The Upper Tamakoshi Hydroelectric Project located in Dolakha is Nepal's largest under-construction hydropower plant. Construction work on the 456 megawatt run-of-the-river scheme began in 2012.
Fitting the pipes in the lower shaft is considered to be the most challenging part of the hydro-mechanical component of the project. Work crews have to rope, crane down and fix 74 pipe sections, each weighing 27 tonnes, in the vertical shaft, through which water will be conveyed at high speed into the turbines.
"At present, 16 of the pipes are in place and have been fixed, while work has been expedited at the upper tunnel," said Shrestha. However, at the current pace of installation, they are likely to miss the February 2020 completion deadline.
Five months remain for the revised deadline to expire; and at the rate of four pipes a month, it will take more than 14 months to fit the rest of the pipes.
Project officials say otherwise. “We have witnessed 10 percent progress in the last month; and work will move faster in the coming days as less time will be needed to fit the pipes in the upper part of the tunnel,” said Shrestha. “Installing the first 20 pipe sections consumed a lot of time owing to the need for precision.”
Last year, after Texmaco, the Indian contractor assigned to implement the hydro-mechanical component, admitted that installing the massive pipes was beyond its scope, the Nepal Electricity Authority brought in Austrian company Andritz Hydro to execute the task.
The Austrian contractor also suffered a setback due to crane failure. Work at the site resumed in June after a six-month break.

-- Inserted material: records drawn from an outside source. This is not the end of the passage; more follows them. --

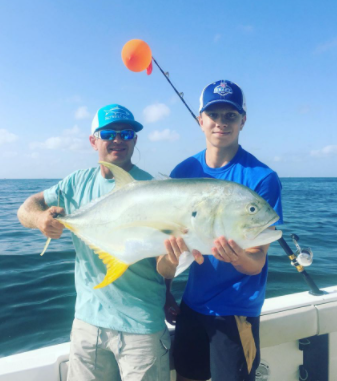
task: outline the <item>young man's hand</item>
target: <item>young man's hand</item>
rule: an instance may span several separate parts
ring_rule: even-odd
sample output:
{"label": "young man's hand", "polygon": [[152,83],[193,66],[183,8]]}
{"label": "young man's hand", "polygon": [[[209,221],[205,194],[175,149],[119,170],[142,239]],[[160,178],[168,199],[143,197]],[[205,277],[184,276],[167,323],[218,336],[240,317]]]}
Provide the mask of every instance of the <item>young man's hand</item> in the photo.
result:
{"label": "young man's hand", "polygon": [[219,261],[231,263],[243,274],[256,275],[266,263],[268,248],[269,245],[263,245],[244,250],[232,239],[221,236],[214,241],[212,254]]}
{"label": "young man's hand", "polygon": [[222,262],[235,265],[245,255],[245,251],[233,240],[227,240],[224,236],[214,241],[215,247],[212,248],[212,254],[216,259]]}
{"label": "young man's hand", "polygon": [[[166,279],[174,278],[177,266],[179,264],[179,257],[185,251],[189,252],[189,249],[181,237],[170,237],[164,241],[167,254],[161,255],[157,258],[157,271]],[[204,257],[198,250],[192,250],[194,260],[202,264]]]}

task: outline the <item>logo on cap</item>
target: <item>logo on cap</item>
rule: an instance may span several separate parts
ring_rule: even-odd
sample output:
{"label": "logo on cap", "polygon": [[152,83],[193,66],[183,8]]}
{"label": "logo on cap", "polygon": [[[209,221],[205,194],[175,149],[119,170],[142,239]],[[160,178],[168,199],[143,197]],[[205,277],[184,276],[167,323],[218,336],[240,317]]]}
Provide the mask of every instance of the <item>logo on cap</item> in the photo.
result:
{"label": "logo on cap", "polygon": [[109,119],[132,119],[131,114],[119,106],[113,107],[110,110],[104,110],[105,120]]}
{"label": "logo on cap", "polygon": [[214,88],[214,94],[225,97],[228,94],[233,94],[233,89],[226,82],[221,82],[219,86]]}

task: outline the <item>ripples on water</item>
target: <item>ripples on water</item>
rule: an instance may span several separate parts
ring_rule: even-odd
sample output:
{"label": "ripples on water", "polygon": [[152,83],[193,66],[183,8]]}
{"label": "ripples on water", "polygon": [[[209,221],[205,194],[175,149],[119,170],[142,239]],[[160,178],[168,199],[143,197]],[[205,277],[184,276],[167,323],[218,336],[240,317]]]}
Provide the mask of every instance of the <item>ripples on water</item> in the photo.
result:
{"label": "ripples on water", "polygon": [[[310,246],[314,263],[309,274],[319,287],[337,284],[337,178],[282,179],[283,236],[300,237]],[[23,228],[16,212],[31,194],[56,180],[0,180],[0,357],[69,340],[74,317],[74,258],[71,236],[65,231],[40,253],[46,238]],[[180,299],[187,274],[173,283]],[[307,290],[278,243],[269,250],[267,297]]]}

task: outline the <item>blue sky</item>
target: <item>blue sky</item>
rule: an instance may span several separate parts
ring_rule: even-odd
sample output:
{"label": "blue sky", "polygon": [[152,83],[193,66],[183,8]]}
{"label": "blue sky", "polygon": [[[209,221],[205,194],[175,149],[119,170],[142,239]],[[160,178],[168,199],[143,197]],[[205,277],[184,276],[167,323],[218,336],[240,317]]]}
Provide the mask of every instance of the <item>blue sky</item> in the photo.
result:
{"label": "blue sky", "polygon": [[281,177],[337,176],[337,3],[285,0],[0,1],[0,178],[62,178],[97,165],[96,110],[128,107],[144,124],[134,162],[169,174],[205,147],[154,67],[121,60],[130,39],[197,113],[210,82],[247,99],[242,146]]}

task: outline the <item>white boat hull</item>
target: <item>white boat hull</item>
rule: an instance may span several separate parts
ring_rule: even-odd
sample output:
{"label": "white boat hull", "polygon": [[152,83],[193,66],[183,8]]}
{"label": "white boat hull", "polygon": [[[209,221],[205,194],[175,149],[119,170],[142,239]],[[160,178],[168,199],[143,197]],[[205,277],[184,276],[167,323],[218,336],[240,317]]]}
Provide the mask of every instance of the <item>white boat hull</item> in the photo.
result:
{"label": "white boat hull", "polygon": [[[256,380],[298,381],[303,366],[299,340],[328,335],[328,380],[337,381],[337,286],[325,291],[322,296],[303,292],[265,301]],[[174,327],[169,328],[173,338]],[[65,381],[68,358],[69,343],[4,357],[0,359],[0,381]],[[317,362],[317,366],[322,365]],[[174,380],[173,363],[171,368]]]}

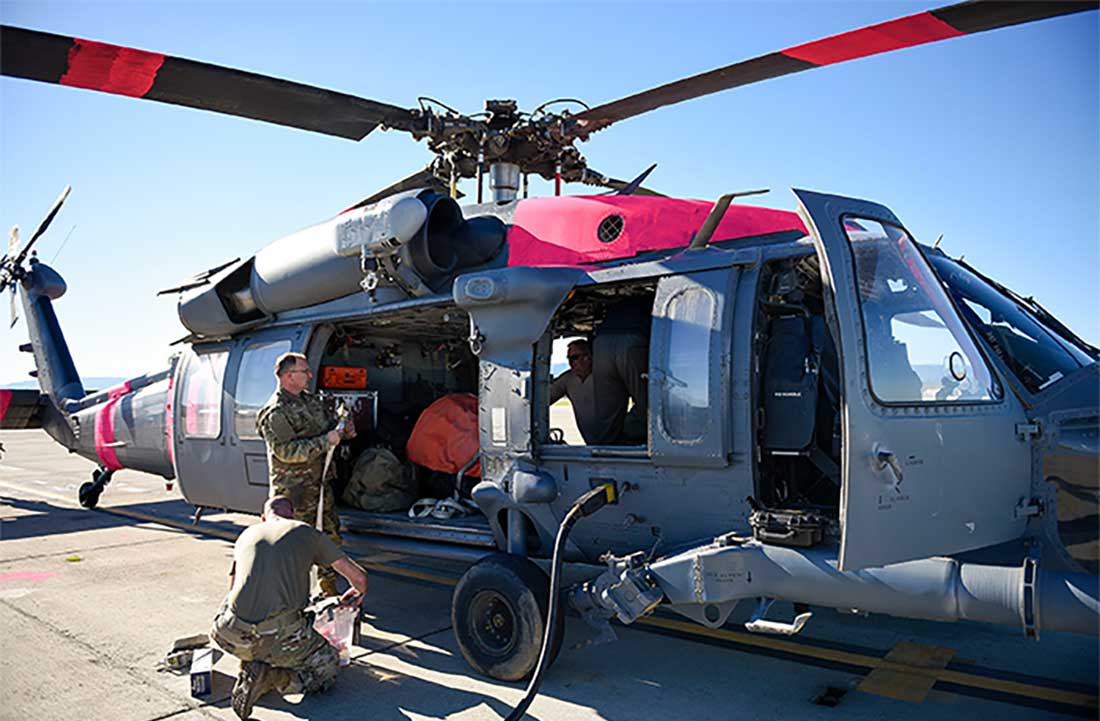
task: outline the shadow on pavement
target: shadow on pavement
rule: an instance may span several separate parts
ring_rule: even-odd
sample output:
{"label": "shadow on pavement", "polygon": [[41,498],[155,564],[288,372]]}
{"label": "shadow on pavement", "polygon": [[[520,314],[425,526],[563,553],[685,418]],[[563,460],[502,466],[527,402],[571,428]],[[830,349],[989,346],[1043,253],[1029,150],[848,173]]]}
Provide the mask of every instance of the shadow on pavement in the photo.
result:
{"label": "shadow on pavement", "polygon": [[[107,506],[97,509],[70,508],[49,501],[16,498],[11,494],[0,494],[0,505],[26,511],[27,515],[5,518],[0,523],[0,539],[18,540],[40,536],[59,536],[66,533],[80,533],[105,528],[136,526],[142,523],[155,523],[162,519],[190,526],[191,506],[180,500],[158,501],[154,503],[134,503],[130,505]],[[132,513],[134,515],[127,515]],[[138,516],[148,516],[144,519]],[[155,517],[155,518],[154,518]],[[183,529],[172,526],[160,526],[157,530],[171,533],[190,532],[201,538],[222,540],[216,536],[204,535],[200,531],[210,528],[236,536],[243,526],[231,521],[203,521],[204,529]]]}

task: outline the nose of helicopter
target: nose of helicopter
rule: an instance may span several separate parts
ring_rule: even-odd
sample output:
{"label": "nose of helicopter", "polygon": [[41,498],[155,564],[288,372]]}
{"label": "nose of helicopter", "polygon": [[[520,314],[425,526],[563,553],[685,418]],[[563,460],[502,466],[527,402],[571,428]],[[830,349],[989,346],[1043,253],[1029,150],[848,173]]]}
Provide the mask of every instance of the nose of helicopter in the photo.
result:
{"label": "nose of helicopter", "polygon": [[1054,495],[1058,539],[1082,570],[1100,570],[1100,373],[1097,364],[1063,383],[1039,418],[1043,480]]}

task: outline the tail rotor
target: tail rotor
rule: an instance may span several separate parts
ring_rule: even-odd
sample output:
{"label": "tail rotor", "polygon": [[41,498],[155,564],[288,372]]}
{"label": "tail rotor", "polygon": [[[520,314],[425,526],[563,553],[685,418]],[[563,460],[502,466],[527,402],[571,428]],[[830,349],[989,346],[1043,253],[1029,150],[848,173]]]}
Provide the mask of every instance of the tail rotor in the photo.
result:
{"label": "tail rotor", "polygon": [[19,226],[15,226],[11,229],[11,233],[8,235],[8,252],[4,254],[4,257],[0,259],[0,293],[5,290],[11,291],[10,306],[11,306],[11,326],[15,327],[15,323],[19,320],[19,313],[15,305],[15,286],[26,275],[26,269],[23,267],[23,261],[27,259],[27,255],[31,252],[35,242],[38,241],[50,227],[50,223],[57,217],[57,212],[61,210],[61,206],[64,205],[65,199],[69,197],[69,193],[72,192],[72,186],[66,185],[65,189],[61,191],[61,195],[54,201],[50,211],[46,213],[46,217],[42,219],[42,222],[38,224],[38,228],[35,229],[34,235],[30,237],[26,245],[21,250],[16,250],[19,247]]}

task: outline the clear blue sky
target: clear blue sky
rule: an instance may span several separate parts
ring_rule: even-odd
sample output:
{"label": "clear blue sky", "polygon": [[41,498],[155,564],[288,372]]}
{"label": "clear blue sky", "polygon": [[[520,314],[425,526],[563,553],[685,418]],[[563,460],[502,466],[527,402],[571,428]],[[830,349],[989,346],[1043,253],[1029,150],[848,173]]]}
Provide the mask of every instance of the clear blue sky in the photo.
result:
{"label": "clear blue sky", "polygon": [[[596,104],[930,3],[0,3],[0,18],[412,107]],[[664,108],[582,146],[591,165],[673,195],[789,188],[891,207],[1100,341],[1098,13],[936,43]],[[69,283],[57,304],[83,375],[160,367],[185,334],[154,293],[330,217],[423,167],[422,144],[356,144],[240,118],[0,79],[0,226]],[[545,184],[533,185],[539,193]],[[6,305],[6,303],[5,303]],[[23,380],[21,322],[0,384]]]}

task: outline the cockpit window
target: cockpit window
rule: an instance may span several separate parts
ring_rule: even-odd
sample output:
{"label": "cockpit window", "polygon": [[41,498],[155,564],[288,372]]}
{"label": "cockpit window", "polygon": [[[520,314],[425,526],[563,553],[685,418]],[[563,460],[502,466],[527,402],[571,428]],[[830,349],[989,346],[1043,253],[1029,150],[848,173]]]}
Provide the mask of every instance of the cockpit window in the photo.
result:
{"label": "cockpit window", "polygon": [[932,264],[963,313],[1012,374],[1038,393],[1093,360],[1052,331],[1011,298],[950,258],[933,256]]}
{"label": "cockpit window", "polygon": [[884,403],[973,403],[999,396],[993,374],[901,228],[846,216],[871,391]]}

While the powerhouse and the dam are ready to be commissioned, officials say the project is incurring losses amounting to Rs40 million in interest expenses and power sales per day following delays in fitting the penstock pipes.
The domestically financed and role model scheme has encountered funding gaps and cost escalations, drawing criticism from stakeholders.
In June, the project urged the major lenders—Nepal Telecom, Citizen Investment Trust, Rastriya Beema Sansthan and Employees Provident Fund—to inject another Rs7 billion into the project.
Over the years, the project's price tag has swelled to Rs73 billion, including interest on loans, from the initial cost estimate of Rs49 billion. Interest payments on long-term loans alone have jumped from Rs6.7 billion in 2016 to Rs14.42 billion in two years, and are expected to rise further.
A weakening Nepali rupee against the dollar and the euro is expected to push up the bill further.
“Although the project is being built with equity and debt in Nepali currency, the agreement with the contractors for all four major components requires the company to release payment in dollars and euros by absorbing currency fluctuation risks,” said the project office.
The Upper Tamakoshi Hydroelectric Project is touted to be of high economic importance to Nepal as it will not only make it an energy surplus country, but also cut the import of electricity from India in the dry season, thus saving billions.
As per the power utility’s preliminary annual statistics, the country paid over Rs22 billion for imported electricity in the last fiscal year.